# Light-in-the-loop: using a photonics co-processor for scalable training of neural networks

Julien Launay, Iacopo Poli, Kilian Müller, Igor Carron, Laurent Daudet, Florent Krzakala, Sylvain Gigan

LightOn

Paris, France

{ julien, iacopo, kilian, igor, laurent, florent, sylvain }@lighton.ai

**Abstract**—As neural networks grow larger and more complex and data-hungry, training costs are skyrocketing. Especially when lifelong learning is necessary, such as in recommender systems or self-driving cars, this might soon become unsustainable. In this study, we present the first optical co-processor able to accelerate the training phase of digitally-implemented neural networks. We rely on direct feedback alignment as an alternative to backpropagation, and perform the error projection step optically. Leveraging the optical random projections delivered by our co-processor, we demonstrate its use to train a neural network for handwritten digits recognition.

## I. INTRODUCTION

Deep neural networks are revolutionizing the way we approach computer vision, natural language processing, and even fundamental sciences. However, their efficiency relies on proper training, i.e. tuning the network’s weights. In the traditional *supervised learning* framework, training is performed on labeled data, whose amount has to scale with the complexity and size of the network. Traditionally, the training phase relies on the backpropagation algorithm [1]. However, this can become prohibitively expensive as networks grow in complexity; even more so when evaluating different configurations, combinations of hyperparameters (learning rate, dropout, etc.), or when retraining after new data samples are available. Whereas a number of hardware accelerators have been demonstrated for inference, building accelerators dedicated to a general-purpose algorithm such as backpropagation is challenging.
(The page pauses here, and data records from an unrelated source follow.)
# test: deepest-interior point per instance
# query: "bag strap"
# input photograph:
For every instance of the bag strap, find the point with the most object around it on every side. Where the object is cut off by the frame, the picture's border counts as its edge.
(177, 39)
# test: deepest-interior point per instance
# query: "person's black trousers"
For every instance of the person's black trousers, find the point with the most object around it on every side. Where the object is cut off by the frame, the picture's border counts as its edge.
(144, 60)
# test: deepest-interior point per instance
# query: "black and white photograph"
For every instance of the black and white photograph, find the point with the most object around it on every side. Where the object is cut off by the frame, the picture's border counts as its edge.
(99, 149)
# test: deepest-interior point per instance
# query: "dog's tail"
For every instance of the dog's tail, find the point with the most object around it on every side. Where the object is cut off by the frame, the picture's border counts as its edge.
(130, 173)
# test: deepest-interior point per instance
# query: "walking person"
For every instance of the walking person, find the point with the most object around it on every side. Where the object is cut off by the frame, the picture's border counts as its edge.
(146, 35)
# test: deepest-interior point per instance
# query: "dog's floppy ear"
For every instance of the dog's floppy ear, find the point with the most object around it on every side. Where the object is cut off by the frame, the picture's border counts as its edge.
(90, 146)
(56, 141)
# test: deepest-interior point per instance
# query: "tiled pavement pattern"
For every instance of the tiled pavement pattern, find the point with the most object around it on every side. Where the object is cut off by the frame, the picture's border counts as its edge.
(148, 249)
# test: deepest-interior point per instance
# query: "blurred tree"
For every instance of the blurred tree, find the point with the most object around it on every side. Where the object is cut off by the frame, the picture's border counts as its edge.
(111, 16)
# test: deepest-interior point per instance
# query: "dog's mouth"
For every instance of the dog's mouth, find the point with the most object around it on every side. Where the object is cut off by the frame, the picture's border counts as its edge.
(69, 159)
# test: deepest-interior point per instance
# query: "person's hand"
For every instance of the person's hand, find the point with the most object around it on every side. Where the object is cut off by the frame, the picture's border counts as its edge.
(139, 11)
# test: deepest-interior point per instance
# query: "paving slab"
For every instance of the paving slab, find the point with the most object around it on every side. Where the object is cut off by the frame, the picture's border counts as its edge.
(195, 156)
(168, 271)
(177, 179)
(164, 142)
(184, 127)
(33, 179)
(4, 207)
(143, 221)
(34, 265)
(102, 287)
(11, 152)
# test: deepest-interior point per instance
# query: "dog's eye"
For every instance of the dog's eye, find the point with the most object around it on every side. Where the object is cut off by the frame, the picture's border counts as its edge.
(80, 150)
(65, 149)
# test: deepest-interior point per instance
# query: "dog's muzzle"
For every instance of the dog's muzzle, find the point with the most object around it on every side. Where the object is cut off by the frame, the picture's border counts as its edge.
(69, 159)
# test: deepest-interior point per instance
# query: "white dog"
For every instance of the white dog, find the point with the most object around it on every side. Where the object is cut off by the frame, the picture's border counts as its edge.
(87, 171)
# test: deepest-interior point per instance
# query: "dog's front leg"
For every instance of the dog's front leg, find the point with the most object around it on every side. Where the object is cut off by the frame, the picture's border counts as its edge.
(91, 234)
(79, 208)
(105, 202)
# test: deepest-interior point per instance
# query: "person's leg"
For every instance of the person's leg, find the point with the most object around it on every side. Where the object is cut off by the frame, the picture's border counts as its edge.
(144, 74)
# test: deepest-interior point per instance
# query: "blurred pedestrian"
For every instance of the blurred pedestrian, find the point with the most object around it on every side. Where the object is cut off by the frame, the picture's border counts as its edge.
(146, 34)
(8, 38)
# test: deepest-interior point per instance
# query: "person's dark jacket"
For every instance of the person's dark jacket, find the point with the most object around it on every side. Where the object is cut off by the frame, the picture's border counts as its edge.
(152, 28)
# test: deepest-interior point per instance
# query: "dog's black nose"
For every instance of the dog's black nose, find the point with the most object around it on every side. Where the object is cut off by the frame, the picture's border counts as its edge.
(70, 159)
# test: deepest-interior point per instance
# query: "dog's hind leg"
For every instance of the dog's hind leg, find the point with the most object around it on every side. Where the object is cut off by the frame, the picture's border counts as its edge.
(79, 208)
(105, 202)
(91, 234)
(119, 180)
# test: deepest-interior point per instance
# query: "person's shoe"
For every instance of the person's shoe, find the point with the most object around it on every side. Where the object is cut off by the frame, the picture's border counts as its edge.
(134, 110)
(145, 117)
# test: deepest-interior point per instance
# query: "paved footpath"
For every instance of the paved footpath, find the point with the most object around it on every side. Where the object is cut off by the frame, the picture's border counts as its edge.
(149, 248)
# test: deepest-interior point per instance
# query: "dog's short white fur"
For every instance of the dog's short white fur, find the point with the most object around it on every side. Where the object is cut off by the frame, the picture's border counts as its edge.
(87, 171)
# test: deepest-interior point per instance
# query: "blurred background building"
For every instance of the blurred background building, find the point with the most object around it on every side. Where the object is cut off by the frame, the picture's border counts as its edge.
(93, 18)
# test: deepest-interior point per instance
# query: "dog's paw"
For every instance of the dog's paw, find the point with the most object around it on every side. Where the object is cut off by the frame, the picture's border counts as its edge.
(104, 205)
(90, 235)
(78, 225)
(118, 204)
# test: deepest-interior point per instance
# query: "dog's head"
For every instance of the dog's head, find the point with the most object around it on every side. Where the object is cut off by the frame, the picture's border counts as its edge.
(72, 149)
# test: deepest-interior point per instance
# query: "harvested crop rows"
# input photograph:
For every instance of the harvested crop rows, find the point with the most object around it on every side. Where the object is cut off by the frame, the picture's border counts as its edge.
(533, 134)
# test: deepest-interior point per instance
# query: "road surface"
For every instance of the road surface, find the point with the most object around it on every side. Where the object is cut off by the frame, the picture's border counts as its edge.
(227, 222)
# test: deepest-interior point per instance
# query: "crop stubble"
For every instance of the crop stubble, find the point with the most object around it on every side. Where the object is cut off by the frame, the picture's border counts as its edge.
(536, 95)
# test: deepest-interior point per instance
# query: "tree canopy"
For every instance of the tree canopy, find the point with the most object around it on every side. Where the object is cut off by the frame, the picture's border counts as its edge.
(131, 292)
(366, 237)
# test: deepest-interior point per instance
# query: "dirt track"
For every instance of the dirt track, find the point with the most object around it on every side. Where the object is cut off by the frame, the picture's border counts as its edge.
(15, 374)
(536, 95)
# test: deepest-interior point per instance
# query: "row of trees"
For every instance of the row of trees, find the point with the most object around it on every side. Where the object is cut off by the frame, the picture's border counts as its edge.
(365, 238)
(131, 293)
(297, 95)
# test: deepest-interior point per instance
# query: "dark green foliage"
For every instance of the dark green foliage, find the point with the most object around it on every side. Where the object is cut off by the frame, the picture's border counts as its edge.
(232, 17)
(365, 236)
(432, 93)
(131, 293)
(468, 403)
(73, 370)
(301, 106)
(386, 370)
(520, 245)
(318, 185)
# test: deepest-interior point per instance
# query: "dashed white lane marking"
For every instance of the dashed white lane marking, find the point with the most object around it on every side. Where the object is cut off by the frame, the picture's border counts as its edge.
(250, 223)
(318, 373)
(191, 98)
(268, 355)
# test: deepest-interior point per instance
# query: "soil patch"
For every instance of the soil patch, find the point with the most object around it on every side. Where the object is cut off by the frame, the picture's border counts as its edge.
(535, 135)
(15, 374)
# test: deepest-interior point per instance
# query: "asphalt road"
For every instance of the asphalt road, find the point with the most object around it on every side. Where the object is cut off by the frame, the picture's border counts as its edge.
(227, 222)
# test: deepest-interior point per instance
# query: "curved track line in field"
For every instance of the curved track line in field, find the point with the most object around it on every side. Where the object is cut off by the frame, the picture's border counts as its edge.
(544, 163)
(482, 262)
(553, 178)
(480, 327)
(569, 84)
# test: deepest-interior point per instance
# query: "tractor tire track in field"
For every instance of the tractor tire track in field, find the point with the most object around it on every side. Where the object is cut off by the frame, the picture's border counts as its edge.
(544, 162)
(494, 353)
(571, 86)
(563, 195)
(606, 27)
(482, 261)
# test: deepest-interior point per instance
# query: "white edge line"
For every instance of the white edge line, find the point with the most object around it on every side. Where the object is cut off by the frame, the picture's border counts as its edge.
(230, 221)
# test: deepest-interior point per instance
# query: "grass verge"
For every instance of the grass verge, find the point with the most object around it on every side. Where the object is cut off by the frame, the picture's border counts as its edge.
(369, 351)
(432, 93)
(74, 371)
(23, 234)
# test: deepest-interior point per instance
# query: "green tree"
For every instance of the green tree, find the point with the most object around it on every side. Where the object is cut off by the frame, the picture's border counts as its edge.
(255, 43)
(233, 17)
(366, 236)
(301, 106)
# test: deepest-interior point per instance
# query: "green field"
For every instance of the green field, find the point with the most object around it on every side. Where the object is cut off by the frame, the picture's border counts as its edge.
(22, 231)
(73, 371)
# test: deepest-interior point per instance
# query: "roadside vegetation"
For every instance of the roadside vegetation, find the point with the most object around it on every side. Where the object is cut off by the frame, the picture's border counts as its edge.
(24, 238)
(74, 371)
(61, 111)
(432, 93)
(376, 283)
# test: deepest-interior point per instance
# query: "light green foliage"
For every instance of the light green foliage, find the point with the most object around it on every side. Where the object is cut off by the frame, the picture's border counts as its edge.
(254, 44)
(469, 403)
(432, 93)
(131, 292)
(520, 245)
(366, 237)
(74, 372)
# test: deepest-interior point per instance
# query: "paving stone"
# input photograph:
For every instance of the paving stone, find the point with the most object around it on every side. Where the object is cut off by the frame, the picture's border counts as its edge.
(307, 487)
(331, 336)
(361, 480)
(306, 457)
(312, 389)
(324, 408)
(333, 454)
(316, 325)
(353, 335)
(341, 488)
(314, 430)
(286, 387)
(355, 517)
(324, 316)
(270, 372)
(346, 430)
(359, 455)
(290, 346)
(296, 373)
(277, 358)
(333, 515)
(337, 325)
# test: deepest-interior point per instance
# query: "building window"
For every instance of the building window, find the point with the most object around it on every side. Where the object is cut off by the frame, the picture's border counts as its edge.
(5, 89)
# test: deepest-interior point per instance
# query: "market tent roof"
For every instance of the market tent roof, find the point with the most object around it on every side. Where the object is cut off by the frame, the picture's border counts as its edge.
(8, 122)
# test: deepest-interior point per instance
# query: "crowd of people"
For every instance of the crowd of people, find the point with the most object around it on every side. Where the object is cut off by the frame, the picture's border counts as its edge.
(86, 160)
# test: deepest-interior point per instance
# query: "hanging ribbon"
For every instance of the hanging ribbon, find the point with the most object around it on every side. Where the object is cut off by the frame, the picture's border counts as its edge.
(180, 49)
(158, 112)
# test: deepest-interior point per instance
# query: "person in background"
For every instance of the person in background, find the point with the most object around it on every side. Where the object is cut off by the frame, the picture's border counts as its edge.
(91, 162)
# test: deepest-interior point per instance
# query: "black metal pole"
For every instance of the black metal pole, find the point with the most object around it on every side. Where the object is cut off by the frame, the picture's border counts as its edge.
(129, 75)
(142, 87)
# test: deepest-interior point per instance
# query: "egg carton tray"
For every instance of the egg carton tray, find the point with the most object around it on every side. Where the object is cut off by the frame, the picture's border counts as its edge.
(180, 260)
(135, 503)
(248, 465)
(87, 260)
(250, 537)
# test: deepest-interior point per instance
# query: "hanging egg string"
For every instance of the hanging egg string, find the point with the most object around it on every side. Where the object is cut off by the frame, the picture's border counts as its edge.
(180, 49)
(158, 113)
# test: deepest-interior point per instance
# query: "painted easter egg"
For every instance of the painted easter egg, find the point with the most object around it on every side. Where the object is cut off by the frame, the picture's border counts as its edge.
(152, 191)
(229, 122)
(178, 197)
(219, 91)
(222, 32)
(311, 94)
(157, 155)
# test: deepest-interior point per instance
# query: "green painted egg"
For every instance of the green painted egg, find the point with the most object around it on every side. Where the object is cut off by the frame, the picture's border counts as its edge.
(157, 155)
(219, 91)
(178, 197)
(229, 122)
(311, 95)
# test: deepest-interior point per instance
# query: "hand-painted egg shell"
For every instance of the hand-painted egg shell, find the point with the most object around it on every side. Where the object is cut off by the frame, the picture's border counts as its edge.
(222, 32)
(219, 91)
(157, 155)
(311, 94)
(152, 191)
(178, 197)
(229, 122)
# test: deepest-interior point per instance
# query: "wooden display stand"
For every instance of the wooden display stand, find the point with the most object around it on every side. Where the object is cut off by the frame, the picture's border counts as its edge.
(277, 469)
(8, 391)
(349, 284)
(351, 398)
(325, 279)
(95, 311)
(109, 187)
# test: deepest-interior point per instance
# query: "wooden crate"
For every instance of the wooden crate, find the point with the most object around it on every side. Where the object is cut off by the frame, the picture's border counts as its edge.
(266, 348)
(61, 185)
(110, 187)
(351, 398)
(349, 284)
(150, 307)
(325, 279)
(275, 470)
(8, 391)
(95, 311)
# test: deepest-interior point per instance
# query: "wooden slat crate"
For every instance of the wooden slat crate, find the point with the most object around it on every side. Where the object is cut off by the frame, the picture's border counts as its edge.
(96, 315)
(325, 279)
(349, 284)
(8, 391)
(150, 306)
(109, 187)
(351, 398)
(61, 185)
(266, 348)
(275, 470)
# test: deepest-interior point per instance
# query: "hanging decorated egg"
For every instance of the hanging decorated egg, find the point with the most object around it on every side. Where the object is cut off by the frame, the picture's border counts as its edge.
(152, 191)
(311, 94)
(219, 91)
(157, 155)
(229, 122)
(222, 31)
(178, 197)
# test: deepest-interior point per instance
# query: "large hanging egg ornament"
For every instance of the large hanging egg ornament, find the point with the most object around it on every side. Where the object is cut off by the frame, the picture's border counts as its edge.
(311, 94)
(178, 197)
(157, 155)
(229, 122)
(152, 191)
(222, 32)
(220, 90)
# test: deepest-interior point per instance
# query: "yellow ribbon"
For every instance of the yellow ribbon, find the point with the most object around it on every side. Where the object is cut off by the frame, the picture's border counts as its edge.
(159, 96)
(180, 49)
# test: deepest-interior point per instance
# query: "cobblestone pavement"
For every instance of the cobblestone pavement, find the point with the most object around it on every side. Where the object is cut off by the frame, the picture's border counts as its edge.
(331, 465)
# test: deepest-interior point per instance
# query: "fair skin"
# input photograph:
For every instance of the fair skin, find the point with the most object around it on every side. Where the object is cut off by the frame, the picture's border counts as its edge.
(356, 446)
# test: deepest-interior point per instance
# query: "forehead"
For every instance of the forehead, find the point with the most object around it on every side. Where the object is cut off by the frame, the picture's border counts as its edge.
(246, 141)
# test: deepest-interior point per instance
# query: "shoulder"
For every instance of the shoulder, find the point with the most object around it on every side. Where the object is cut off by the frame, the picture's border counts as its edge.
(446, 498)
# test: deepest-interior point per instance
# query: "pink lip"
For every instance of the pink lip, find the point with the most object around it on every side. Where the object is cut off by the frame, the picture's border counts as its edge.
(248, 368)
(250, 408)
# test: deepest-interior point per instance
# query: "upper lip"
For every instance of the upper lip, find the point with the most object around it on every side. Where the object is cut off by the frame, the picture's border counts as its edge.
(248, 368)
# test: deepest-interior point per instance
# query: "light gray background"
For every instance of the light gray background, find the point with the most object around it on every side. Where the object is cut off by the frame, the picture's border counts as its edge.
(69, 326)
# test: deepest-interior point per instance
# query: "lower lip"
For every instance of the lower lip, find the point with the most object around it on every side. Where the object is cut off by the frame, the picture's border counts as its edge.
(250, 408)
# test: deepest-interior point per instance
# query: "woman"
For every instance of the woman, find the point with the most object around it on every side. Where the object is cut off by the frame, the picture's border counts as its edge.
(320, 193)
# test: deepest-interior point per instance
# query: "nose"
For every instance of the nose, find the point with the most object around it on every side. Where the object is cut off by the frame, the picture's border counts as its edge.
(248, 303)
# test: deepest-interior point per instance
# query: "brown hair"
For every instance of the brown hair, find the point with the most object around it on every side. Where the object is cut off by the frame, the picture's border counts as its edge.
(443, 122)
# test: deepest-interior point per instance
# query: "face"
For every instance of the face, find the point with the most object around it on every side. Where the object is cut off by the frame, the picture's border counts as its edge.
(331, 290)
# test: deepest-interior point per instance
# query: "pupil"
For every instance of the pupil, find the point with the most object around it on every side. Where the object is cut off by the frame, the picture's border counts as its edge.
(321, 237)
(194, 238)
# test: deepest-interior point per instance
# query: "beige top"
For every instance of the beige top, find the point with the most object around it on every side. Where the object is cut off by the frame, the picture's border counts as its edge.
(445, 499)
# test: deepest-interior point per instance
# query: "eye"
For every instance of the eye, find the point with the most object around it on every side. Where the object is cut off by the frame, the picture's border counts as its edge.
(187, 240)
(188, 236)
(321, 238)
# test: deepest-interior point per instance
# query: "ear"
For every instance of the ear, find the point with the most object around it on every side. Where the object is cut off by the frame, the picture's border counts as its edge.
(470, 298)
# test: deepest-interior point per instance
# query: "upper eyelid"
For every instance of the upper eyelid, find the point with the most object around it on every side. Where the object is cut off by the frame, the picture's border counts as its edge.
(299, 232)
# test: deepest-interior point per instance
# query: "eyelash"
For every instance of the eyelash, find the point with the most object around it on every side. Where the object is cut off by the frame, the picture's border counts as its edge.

A number of alternative training methods have recently been proposed in the literature. As backpropagation prevents asynchronous processing of the layers of a neural network, since the update of a given layer depends on downstream quantities, there are valid reasons to find scalable alternatives. In particular, direct feedback alignment (DFA) [2] relies on a random projection of the model error to each layer as a training signal. Not only does this make the update of a layer independent of others, but it places a specific operation at the center of the training process: random projections [3].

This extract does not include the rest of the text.